Spark regression models

Table of content

System and experiment settings

  • Spark is running on a cluster of 1 master node 14 slave nodes. Each node is a work station with 16 x E5540@2.53GHz CPU and 32G memory.

  • In this blog post, several linear regression models will be presented, including

    • least square regression
    • lasso regression
    • logistic regression
    • decision tree regression
    • random forest regression
  • If you are also interested in classification models provided in Spark, I have another post about Spark classification models.

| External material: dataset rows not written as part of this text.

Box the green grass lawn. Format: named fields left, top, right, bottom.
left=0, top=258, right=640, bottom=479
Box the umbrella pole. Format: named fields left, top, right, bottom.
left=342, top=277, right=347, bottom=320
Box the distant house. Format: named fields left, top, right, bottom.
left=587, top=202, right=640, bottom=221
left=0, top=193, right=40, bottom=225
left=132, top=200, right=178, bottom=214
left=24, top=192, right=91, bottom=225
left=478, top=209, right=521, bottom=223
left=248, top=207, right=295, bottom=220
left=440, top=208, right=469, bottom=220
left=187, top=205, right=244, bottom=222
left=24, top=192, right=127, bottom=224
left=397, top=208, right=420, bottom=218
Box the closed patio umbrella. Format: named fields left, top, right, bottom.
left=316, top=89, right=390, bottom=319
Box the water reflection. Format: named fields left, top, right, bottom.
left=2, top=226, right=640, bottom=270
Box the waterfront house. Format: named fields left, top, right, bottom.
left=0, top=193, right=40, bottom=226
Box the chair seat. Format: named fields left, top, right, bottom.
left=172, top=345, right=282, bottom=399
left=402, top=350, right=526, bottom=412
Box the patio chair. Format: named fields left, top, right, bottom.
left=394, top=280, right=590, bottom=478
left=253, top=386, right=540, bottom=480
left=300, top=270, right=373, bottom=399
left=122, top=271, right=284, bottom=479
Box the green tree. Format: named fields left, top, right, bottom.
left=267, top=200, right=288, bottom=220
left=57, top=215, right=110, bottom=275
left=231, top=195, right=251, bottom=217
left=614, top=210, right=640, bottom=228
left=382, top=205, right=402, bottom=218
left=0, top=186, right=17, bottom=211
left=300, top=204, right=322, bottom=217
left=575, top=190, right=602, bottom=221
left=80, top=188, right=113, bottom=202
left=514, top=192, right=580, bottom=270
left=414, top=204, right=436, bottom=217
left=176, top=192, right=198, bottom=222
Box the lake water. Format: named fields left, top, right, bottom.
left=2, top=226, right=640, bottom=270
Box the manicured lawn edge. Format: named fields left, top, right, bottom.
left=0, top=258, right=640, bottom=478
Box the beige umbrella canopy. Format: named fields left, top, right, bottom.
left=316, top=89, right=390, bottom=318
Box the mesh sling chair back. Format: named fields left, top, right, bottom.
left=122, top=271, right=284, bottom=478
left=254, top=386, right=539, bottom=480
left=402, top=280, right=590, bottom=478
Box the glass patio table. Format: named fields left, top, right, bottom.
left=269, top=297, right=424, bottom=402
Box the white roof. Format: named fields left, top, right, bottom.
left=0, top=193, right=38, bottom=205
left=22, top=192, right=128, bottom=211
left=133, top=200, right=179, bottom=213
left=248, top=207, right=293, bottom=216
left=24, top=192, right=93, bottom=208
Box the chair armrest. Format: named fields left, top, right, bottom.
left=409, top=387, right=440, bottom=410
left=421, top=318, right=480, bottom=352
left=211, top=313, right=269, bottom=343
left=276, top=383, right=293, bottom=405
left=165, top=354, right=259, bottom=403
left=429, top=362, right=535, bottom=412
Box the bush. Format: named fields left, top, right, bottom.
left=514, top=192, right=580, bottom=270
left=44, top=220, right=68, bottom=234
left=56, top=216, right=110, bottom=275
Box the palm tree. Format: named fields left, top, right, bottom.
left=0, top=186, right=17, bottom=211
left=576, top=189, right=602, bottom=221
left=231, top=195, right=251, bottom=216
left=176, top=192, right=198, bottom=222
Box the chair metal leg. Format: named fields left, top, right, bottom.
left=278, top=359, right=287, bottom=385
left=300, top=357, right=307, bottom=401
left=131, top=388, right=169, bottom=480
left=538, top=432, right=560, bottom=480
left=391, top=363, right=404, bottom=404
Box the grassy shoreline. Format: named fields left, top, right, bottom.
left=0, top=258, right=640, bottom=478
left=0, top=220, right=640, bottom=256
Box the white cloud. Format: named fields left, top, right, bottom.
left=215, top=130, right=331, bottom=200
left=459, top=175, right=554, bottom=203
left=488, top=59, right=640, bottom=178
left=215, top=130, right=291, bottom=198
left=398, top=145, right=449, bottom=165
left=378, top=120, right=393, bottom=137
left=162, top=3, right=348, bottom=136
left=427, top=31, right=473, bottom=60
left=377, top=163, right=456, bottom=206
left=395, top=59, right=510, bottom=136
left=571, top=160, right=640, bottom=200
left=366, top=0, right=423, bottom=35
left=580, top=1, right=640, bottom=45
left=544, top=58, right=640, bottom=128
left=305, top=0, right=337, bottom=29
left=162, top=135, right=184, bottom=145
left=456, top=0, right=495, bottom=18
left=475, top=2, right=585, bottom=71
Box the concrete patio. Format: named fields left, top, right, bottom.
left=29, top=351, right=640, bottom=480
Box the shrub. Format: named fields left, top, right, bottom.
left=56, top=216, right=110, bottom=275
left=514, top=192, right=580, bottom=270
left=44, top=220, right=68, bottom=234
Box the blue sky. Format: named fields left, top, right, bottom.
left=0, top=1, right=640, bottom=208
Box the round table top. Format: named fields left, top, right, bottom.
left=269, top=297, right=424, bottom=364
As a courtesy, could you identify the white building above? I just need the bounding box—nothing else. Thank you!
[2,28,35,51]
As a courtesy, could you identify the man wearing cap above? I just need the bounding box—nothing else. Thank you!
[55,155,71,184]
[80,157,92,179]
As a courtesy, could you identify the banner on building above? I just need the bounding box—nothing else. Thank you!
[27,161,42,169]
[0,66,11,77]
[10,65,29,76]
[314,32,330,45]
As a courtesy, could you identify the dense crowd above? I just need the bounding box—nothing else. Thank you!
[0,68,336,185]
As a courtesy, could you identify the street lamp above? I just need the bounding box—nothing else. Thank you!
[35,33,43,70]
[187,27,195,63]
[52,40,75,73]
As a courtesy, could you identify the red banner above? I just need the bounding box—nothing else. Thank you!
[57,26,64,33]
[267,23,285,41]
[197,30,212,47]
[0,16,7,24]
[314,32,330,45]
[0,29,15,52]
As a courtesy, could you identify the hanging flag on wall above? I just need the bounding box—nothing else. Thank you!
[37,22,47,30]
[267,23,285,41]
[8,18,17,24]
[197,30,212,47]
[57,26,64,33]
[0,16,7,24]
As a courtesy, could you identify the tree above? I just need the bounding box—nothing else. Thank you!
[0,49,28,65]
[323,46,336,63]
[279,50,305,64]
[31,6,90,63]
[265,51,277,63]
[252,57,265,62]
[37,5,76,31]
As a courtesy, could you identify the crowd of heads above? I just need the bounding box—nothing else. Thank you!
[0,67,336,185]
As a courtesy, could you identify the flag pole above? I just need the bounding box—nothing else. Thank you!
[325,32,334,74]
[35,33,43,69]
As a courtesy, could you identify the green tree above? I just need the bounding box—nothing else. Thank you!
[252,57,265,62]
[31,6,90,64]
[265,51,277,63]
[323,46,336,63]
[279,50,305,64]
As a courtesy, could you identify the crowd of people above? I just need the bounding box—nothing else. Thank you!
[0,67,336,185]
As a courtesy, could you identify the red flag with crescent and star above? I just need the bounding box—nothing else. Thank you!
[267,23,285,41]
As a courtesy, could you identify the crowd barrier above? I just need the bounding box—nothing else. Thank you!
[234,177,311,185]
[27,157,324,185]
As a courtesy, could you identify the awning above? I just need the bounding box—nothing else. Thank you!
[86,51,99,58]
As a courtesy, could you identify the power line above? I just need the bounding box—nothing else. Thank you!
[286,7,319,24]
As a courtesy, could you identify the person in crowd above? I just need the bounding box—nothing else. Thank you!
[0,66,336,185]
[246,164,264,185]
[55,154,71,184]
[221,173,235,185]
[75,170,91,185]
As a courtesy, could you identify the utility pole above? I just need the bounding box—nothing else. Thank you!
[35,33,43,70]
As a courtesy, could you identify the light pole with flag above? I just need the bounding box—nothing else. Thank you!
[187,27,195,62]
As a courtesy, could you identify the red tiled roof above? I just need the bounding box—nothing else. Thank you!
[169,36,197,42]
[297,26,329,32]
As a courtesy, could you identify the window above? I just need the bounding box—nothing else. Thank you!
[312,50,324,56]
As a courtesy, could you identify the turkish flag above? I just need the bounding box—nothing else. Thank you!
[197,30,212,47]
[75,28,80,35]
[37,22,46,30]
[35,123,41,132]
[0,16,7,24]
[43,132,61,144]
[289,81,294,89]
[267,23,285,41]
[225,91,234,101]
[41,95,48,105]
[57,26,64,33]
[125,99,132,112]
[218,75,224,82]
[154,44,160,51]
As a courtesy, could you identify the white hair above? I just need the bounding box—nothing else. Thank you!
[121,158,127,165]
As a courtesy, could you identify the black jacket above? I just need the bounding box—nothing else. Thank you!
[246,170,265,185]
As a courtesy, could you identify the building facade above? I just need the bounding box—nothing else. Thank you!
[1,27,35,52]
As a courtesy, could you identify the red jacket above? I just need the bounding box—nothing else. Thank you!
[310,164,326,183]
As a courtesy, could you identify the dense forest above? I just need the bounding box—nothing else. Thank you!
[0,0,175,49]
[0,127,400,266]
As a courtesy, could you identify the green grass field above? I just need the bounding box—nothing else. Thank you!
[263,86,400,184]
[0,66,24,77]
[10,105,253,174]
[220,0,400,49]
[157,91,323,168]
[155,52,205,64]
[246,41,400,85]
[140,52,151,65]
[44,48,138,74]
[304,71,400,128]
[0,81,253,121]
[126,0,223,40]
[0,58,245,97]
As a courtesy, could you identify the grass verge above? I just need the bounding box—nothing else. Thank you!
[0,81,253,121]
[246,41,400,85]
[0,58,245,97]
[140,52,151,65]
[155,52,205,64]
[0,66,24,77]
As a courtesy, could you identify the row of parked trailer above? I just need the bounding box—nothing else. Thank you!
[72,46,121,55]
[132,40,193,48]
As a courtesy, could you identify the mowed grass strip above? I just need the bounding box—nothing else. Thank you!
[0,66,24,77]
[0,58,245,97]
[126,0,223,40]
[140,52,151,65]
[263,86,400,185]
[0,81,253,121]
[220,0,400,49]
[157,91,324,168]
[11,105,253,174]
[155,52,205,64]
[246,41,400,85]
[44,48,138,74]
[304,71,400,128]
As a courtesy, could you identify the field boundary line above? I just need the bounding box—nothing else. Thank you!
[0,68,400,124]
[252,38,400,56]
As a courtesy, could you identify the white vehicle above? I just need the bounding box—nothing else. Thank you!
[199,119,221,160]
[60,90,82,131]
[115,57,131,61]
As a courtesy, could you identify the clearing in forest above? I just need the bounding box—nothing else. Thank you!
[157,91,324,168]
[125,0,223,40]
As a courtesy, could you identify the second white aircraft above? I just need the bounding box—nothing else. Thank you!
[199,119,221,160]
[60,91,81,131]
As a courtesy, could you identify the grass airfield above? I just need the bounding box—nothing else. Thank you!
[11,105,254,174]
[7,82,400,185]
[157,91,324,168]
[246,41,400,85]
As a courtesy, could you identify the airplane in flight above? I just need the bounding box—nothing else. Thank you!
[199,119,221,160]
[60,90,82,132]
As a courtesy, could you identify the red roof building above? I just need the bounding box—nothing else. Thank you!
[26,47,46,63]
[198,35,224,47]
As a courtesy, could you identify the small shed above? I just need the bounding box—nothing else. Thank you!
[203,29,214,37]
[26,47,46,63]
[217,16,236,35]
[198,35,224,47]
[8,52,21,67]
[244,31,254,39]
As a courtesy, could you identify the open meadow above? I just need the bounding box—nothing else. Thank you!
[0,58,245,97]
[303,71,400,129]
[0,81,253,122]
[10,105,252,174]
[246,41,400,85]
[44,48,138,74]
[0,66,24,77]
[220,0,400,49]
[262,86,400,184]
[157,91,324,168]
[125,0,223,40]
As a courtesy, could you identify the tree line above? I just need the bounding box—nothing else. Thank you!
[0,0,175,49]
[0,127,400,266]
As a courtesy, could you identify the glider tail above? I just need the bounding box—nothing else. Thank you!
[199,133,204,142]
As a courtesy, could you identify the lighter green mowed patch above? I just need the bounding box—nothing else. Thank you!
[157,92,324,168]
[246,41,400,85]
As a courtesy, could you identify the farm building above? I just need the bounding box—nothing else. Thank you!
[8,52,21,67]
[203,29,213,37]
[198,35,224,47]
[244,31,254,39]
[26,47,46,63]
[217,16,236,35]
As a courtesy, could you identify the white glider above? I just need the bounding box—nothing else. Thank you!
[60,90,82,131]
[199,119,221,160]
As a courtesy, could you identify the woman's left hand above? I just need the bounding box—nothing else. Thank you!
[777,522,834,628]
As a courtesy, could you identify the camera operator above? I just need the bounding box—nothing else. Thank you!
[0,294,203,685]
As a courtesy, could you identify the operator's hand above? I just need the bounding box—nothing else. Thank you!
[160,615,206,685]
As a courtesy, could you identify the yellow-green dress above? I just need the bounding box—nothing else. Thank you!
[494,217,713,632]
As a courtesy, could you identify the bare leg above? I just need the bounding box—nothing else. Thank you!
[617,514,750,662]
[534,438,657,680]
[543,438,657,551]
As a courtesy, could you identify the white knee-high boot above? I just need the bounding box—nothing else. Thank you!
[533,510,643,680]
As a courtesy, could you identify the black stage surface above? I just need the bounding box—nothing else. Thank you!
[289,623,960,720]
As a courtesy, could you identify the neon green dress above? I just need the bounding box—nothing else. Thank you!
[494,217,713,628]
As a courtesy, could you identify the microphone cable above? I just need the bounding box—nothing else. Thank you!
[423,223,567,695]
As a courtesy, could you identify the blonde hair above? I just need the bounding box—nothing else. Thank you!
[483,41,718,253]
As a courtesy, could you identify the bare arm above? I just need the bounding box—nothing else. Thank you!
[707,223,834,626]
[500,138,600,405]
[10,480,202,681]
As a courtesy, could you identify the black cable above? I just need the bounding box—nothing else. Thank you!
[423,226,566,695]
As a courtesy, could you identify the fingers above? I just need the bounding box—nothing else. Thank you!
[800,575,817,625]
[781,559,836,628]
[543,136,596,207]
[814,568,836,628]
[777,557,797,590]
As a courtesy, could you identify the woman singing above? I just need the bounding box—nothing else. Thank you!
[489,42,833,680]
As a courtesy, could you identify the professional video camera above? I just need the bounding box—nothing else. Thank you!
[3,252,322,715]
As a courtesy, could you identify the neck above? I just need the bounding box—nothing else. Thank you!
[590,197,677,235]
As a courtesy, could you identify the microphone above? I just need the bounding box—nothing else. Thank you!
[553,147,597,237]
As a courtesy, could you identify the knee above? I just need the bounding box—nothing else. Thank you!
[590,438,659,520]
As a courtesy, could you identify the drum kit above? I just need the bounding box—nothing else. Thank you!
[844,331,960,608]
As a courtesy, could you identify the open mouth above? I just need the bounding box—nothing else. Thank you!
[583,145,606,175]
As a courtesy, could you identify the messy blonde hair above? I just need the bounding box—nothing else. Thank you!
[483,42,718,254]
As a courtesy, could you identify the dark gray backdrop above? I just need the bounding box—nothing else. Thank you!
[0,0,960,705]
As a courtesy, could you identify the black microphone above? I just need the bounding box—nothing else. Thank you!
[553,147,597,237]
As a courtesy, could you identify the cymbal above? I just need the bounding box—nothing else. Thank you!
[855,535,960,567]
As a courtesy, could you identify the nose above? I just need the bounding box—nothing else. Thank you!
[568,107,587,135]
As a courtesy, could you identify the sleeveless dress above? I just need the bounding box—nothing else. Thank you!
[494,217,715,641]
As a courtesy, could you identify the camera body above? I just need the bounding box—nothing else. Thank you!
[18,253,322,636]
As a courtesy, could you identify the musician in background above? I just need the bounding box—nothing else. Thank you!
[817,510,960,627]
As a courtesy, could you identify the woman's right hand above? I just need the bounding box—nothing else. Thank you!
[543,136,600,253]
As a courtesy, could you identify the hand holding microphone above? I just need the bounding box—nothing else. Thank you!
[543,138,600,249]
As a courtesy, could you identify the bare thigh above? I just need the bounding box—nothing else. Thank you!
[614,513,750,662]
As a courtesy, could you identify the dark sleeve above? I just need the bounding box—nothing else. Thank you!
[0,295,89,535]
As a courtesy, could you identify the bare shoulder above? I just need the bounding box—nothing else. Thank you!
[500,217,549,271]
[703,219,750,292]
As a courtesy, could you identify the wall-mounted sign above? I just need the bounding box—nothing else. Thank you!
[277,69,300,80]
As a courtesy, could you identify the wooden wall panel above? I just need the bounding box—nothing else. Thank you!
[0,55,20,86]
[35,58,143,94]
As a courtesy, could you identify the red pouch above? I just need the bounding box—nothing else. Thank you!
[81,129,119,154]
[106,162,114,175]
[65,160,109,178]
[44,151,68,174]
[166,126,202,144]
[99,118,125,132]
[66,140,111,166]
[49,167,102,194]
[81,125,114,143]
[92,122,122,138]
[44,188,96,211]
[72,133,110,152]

  • Dataset used in the following regression experiment include

    • median size cadata data available from LibSVM website.
    • larger size YearPredictionMSD data available also from LibSVM website.
  • In particular, the data file is in libsvm format. It is a sparse feature representation which can be naturally handled/loaded by a Spark Python function.

  • In order to train a regression model and test it performance, we split the original dataset into training set and test set. More specifically, we sample 80% of examples uniformly at random to form a training set for learning a regression model, and sample 20% of the examples to form a test set which is used to test the performance of the constructed model.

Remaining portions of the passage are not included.